Everyone has a bad day at work. The toner in the printer leaks, or the fax machine eats every fax that goes through, or you have to stay late. But regardless of how bad your day is going, never fuck with the person who books your flight. This woman should be held in the highest regard in the office. You never want to piss her off, because if you make her day a bad day, she’ll make sure you’re sitting in the back of the plane by the bathrooms, in the middle seat, with a complimentary low sodium meal, next to a screaming newborn. And if you really piss her off, she’ll go after your rental car. “Hi Hertz? I know the company normally goes with the Volvo, but this time we’re going to have to settle for the Dodge Neon.” Administrative assistants don’t have a lot of power, but in the areas we do, we are not meant to be trifled with.
Then there are days when your acts of rebellion aren’t a hundred percent satisfying. Like one day I found myself aggravated, but had limited outlets in which to unleash my rage. All I could do was print out all the documents in Book Antiqua instead of Times New Roman. And I’m not going to lie, even though it had to be done, it really wasn’t that fulfilling.
Well we have that Flavia (not to be confused with labia) machine, and I’m in charge of ordering all the teas and coffees. One morning I entered the office to find a note on my desk telling me I had ordered the wrong green tea. Apparently the one we had not only looked, but tasted like Martian Piss. What really concerned me was the fact that later that day, I was asked by the same person what color green tea was supposed to be. I responded, “Uh, let me get E.T. on the phone and double check.”
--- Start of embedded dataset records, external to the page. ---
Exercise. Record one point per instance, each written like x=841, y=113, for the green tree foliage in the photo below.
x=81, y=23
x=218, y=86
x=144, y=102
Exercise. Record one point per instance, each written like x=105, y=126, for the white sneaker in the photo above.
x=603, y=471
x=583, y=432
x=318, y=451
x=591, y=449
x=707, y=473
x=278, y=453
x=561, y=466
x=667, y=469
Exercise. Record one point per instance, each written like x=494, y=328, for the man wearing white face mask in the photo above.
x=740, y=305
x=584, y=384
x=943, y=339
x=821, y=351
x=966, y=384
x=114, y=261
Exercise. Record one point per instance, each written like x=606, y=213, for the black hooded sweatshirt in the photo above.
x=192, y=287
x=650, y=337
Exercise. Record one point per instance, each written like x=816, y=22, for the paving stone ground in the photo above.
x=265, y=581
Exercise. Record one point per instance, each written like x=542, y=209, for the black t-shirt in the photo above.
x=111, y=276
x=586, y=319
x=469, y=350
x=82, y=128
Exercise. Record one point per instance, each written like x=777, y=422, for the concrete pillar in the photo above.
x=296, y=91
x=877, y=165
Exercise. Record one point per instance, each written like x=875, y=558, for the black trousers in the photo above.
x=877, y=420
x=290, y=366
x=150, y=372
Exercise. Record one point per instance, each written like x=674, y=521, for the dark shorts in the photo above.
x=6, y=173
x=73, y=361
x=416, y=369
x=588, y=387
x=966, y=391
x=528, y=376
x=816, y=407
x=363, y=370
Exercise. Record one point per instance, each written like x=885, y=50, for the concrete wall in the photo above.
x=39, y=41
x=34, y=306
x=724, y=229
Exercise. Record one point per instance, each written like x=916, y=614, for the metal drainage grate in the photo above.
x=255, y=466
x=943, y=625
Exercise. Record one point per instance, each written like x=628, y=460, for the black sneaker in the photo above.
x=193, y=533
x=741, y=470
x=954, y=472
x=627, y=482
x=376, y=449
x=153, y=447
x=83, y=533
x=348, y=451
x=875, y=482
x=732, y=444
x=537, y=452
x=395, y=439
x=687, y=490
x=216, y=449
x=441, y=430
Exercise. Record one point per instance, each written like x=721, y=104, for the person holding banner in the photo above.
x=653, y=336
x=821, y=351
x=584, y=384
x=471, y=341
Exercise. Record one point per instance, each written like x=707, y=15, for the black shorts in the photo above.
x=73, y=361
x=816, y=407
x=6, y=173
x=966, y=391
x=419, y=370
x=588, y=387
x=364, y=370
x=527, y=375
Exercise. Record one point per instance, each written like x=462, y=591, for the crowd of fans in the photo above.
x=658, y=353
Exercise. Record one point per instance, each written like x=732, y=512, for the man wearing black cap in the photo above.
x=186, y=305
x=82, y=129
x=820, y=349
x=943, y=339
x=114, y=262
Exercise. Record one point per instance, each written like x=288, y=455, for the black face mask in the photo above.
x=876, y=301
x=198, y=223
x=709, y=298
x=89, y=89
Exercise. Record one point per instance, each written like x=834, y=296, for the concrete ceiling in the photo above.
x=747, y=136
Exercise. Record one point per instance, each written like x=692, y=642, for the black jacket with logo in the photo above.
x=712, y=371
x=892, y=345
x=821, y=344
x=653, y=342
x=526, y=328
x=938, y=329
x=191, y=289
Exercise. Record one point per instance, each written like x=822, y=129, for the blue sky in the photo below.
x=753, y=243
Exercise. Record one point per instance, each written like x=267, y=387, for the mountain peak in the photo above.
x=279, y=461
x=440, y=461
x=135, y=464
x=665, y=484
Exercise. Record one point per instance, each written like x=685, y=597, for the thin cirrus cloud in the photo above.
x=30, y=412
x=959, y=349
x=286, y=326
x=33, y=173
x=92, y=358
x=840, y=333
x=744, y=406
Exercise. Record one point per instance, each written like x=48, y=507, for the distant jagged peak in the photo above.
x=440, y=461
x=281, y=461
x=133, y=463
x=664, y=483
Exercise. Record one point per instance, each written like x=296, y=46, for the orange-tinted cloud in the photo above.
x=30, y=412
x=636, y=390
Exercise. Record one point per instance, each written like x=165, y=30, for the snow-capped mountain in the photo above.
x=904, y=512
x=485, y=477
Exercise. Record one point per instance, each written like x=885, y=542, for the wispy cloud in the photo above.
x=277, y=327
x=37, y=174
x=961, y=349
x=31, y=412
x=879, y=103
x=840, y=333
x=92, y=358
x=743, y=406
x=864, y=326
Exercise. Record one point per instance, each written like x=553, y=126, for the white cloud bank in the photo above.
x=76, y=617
The other day we had a client coming in so I went downstairs to the lobby and purchased some candy for the candy dish. It was running on empty as usual. The selection was limited so I bought Rolos, Mini Reese’s Peanut Butter Cups, and Mini Butterfingers: pretty good candy in my opinion. As I was filling it, my boss came out and told me to purchase corporate candy and not college candy next time. I was firmly insulted. Who doesn’t enjoy a Mini Reese’s? Later that day, he started going through the candy dish, and I told him that the college candy was for not for the corporate body. It was slightly unprofessional, but I could have easily pointed out that the client didn’t even glance at the candy dish once, and if he had, probably had bigger things to worry about than the atrociousness of a York Peppermint Patty in a corporate office.
A friend and I debated if we’d continue working should one of us come into an obscene amount of money, and if we wouldn’t, how we’d leave the workplace. So I started playing the lottery a couple weeks ago, and every Tuesday night I catch the last bit of the news to see if my numbers came in. I’m not a big gambler. When I go to Vegas I spend most of my time seeing the shows or at the clubs. When I lived in Wisconsin, I went to an Indian Reservation Casino only once and spent all of my time at their indoor water park. My friend said that if she won she’d give the customary two weeks notice. Fuck that! I’d give my two hours notice. Two hours after the time I was supposed to be there when I woke up covered in a money blanket.